It's the end of an era in the U.S., as the National Science Foundation's TeraGrid program, which has provided cyberinfrastructure resources to the U.S. research community for more than 10 years, transforms into XSEDE (pronounced 'exceed') - Extreme Science and Engineering Discovery Environment.
It was definitely the hot topic of conversation at the TeraGrid11 conference in Salt Lake City in Utah last week. According to John Towns, leader of the new project XSEDE, the vision is to enhance the productivity of scientists and engineers, and to continue to provide the high quality user support that TeraGrid was renowned for.
But, in a shift in emphasis from TeraGrid, Town's vision doesn't specifically mention high performance computing at all - although, of course, it is vital part of the infrastructure.
iPlant, cybershake and the Human Connectome Project
XSEDE has been out to speak to communities to gather information about their requirements up until 2015, and there is definitely a lot of good science coming our way in the near future.
iPlant, for example, is dedicated to solving the grand challenges in plant science, and will need high-speed access to data in databases scattered in different places, plus a high performance computing component to do the analysis.
In Earth sciences, researchers are looking for support for their cybershake work in earthquake modelling, which requires a few big parallel jobs, and many thousand loosely coupled jobs. And projects such as the Human Connectome Project aim to understand the wiring of the human brain, a hugely complex problem. Brain researchers will have petabytes of data to archive and stream in near real time at 1 GB/s.
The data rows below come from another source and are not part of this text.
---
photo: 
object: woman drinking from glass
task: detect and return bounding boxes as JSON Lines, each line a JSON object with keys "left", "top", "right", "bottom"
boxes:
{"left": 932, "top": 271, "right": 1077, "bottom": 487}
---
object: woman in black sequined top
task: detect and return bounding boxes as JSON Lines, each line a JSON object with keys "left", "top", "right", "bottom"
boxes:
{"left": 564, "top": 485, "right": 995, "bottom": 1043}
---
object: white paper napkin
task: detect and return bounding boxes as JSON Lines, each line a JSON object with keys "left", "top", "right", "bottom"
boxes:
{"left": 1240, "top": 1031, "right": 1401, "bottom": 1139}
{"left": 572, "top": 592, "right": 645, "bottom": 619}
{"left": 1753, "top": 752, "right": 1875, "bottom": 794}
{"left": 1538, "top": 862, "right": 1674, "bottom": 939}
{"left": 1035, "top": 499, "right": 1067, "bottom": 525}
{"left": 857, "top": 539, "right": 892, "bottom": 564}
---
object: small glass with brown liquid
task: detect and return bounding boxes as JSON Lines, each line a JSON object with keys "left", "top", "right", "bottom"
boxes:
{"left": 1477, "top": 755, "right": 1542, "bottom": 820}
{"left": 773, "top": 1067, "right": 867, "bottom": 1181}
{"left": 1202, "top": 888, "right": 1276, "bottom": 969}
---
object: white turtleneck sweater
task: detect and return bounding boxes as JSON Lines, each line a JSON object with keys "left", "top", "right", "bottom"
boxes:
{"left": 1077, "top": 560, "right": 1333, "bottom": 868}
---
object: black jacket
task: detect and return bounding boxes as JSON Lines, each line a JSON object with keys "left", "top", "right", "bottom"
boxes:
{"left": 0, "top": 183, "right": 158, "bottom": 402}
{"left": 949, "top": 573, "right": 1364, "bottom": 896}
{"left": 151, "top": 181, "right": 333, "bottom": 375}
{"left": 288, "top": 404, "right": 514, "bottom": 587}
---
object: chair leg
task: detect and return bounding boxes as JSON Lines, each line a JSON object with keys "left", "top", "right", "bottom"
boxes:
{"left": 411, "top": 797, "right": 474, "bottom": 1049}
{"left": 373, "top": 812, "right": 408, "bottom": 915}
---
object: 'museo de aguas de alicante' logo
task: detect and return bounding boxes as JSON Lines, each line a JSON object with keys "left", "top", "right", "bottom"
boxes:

Of course, while the hot topic of keynotes and coffee breaks was XSEDE, there was a good deal of great science being presented at the TeraGrid11 as well.
Daniel Fink of the Cornell Lab of Ornithology was one such example with his talk about modelling avian distributional dynamics on TeraGrid.
Basically, Fink is bird watching with big computers. So why birds? First of all, he said, they are very good bio indicators, the so-called canaries in the coal mine, that can tell us about the health of the environment. Second, there is a lot of data - people love birds and there is a vast archive of amateur bird-watching data dating back over decades. One example of this is the citizen science website, eBirds.
When you're gathering observational data of this type it needs to be comprehensive - species, place, date, and time, as well as how long it took how many people to gather the data. This last one is particularly important as it gives researchers information on how much bias may exist in the data.
Filling in a hole in the data
Data sets can contain up to a million hours of volunteer data, but the downside is that it can be sparse in terms of geographical coverage, Fink said. There are holes in it where there just aren't many observers.
Fink and his team are now working to help fill the gaps and predict occurrence by associating observations with local environmental data. They've already tried this successfully with some different bird species such as the indigo bunting and the solitary sandpiper.
For example, their models of indigo bunting distribution show holes in the distribution patterns corresponding to cities. Which is what you would expect from a species that prefers hedgerows and rural environments.
Fink showed off his BirdVis tool that has recently been accepted for publication, where you can scroll through the influence of habitats during breeding periods and during migration, over dynamic time frames. Your humble correspondent was very impressed. Hopefully it's a sign of the great science that will continue to come out of XSEDE in the future.